One of my favorite points of discussion still is the story of taking a company from a $5000 monthly spend down to $50 per month. To me, this is more so a story of right-sizing and just ensuring that the appropriate tools were being leveraged. This also involved a slight amount of re-architecting to ensure that the application could properly support the new infrastructure.
Compute
The first item to work on was the compute element. When beginning to work on the system the initial build simply used GCP Compute machines. These machines ended up having to be sized fairly large in order to handle some random spikes within the application. This meant paying for the larger compute node for the entire time.
Moving this to Cloud Function allowed handling the spikes while also being able to take advantage of the low times and not get charged for unused resources.
Pub/Sub
Within the system, there was initially no way to queue up a retry.

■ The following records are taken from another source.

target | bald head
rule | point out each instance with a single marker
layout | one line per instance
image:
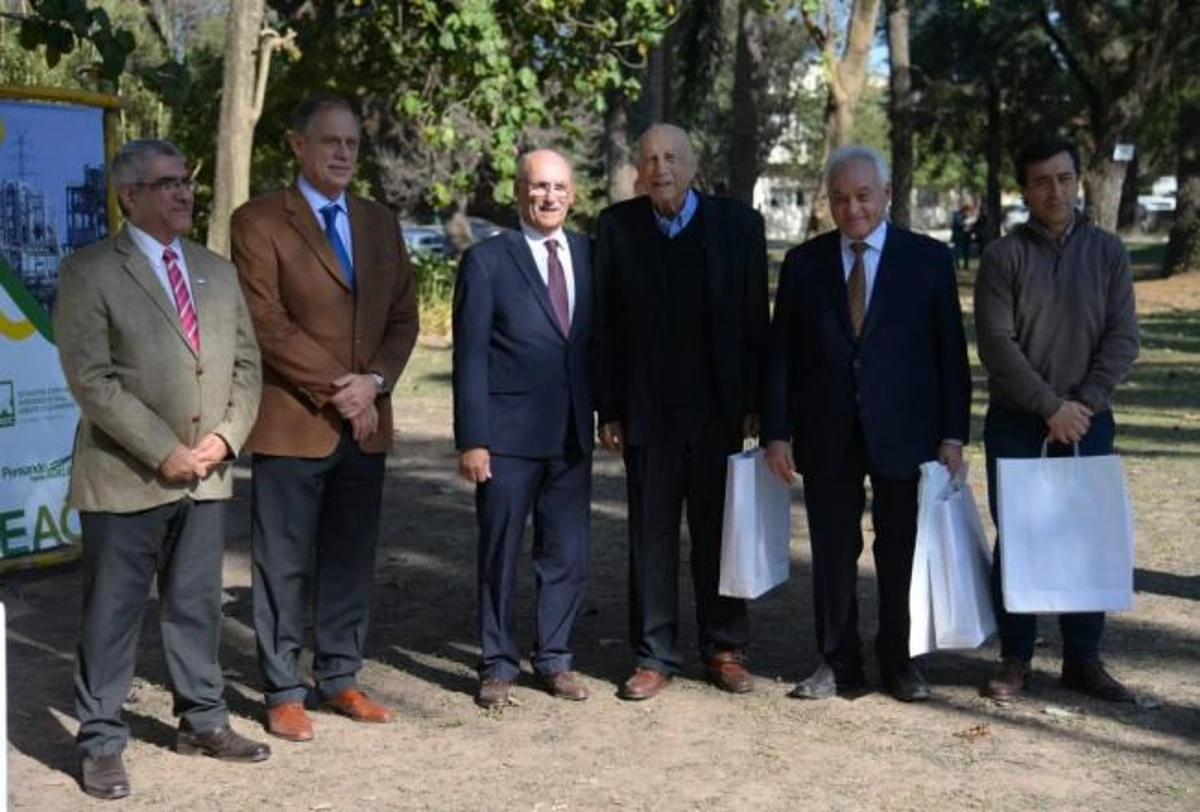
(666, 166)
(545, 190)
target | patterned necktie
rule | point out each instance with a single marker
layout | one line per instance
(856, 288)
(557, 283)
(183, 300)
(329, 214)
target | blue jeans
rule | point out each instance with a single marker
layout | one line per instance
(1011, 433)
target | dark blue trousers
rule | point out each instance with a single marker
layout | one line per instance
(1009, 433)
(558, 493)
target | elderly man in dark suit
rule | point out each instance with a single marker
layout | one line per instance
(160, 354)
(522, 323)
(681, 338)
(868, 378)
(333, 298)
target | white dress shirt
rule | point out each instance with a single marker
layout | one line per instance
(153, 251)
(318, 202)
(870, 257)
(537, 241)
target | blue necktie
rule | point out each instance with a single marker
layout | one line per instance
(335, 240)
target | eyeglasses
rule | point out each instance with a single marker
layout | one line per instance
(168, 184)
(544, 188)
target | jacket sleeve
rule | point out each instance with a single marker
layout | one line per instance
(473, 306)
(609, 329)
(287, 348)
(247, 383)
(403, 320)
(757, 317)
(82, 331)
(952, 352)
(996, 337)
(777, 398)
(1119, 347)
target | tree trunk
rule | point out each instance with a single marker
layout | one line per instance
(845, 79)
(235, 131)
(900, 112)
(991, 210)
(1103, 179)
(618, 151)
(748, 89)
(1183, 246)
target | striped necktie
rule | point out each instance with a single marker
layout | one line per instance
(187, 319)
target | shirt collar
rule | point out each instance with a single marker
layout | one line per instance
(672, 226)
(315, 198)
(150, 245)
(534, 235)
(874, 240)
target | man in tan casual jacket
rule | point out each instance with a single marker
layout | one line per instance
(331, 295)
(160, 354)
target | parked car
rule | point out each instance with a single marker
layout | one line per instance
(424, 239)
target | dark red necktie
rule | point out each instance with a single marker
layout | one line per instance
(557, 283)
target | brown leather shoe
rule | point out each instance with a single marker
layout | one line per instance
(492, 692)
(289, 721)
(564, 685)
(1009, 681)
(645, 684)
(1092, 679)
(355, 704)
(727, 672)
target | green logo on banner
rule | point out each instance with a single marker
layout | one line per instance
(7, 404)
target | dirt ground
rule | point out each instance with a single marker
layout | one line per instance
(693, 747)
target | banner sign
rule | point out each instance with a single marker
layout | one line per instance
(53, 200)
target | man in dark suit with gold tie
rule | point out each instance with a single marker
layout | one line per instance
(868, 378)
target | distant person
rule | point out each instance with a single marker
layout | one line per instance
(160, 355)
(1057, 331)
(960, 235)
(331, 293)
(869, 379)
(523, 426)
(681, 336)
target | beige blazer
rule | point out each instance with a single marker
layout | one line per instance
(311, 328)
(139, 386)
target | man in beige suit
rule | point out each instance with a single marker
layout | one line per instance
(331, 294)
(160, 354)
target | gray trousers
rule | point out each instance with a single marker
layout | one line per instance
(183, 545)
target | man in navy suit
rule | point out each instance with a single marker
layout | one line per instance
(868, 378)
(522, 411)
(681, 337)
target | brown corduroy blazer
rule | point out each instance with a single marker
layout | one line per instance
(312, 329)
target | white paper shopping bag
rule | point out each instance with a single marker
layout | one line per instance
(949, 599)
(756, 533)
(1066, 534)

This caused the system to hang for long amounts of time, slow down the entire system, and force additional nodes to be stood up. By working to move things into a Pub/Sub we could easily queue up a retry while not stopping the entire rest of the system. This allowed an overall much smoother setup and something that we could better monitor for errors.
Database
The database presented the largest issue that had to be resolved. Initially, there was a massive amount of data being saved in the database. After further consideration, it was determined that 75% of the data didn’t need to be stored. Instead, it could be easily and effectively retrieved on demand. By dropping the amount of data being stored this allowed using a much smaller instance overall while also not having to pay for as much storage on the actual Database itself.
Vendor Lock-In
While this was built on GCP for all of the lifecycles this has very low amounts of overall vendor lock-in. The work to lift and shift to AWS would be minimal and even to shift to a single VM would be possible. The goal of this project was less of trying to create a cloud-agnostic system and more of ensuring that the system worked well and was cost-effective. GCP was chosen in this instance purely because of familiarity with the team.
Conclusion
Overall this project to me shows that clouds can be very cost-effective. This does require some knowledge of how to properly leverage everything and ensure that items are properly sized.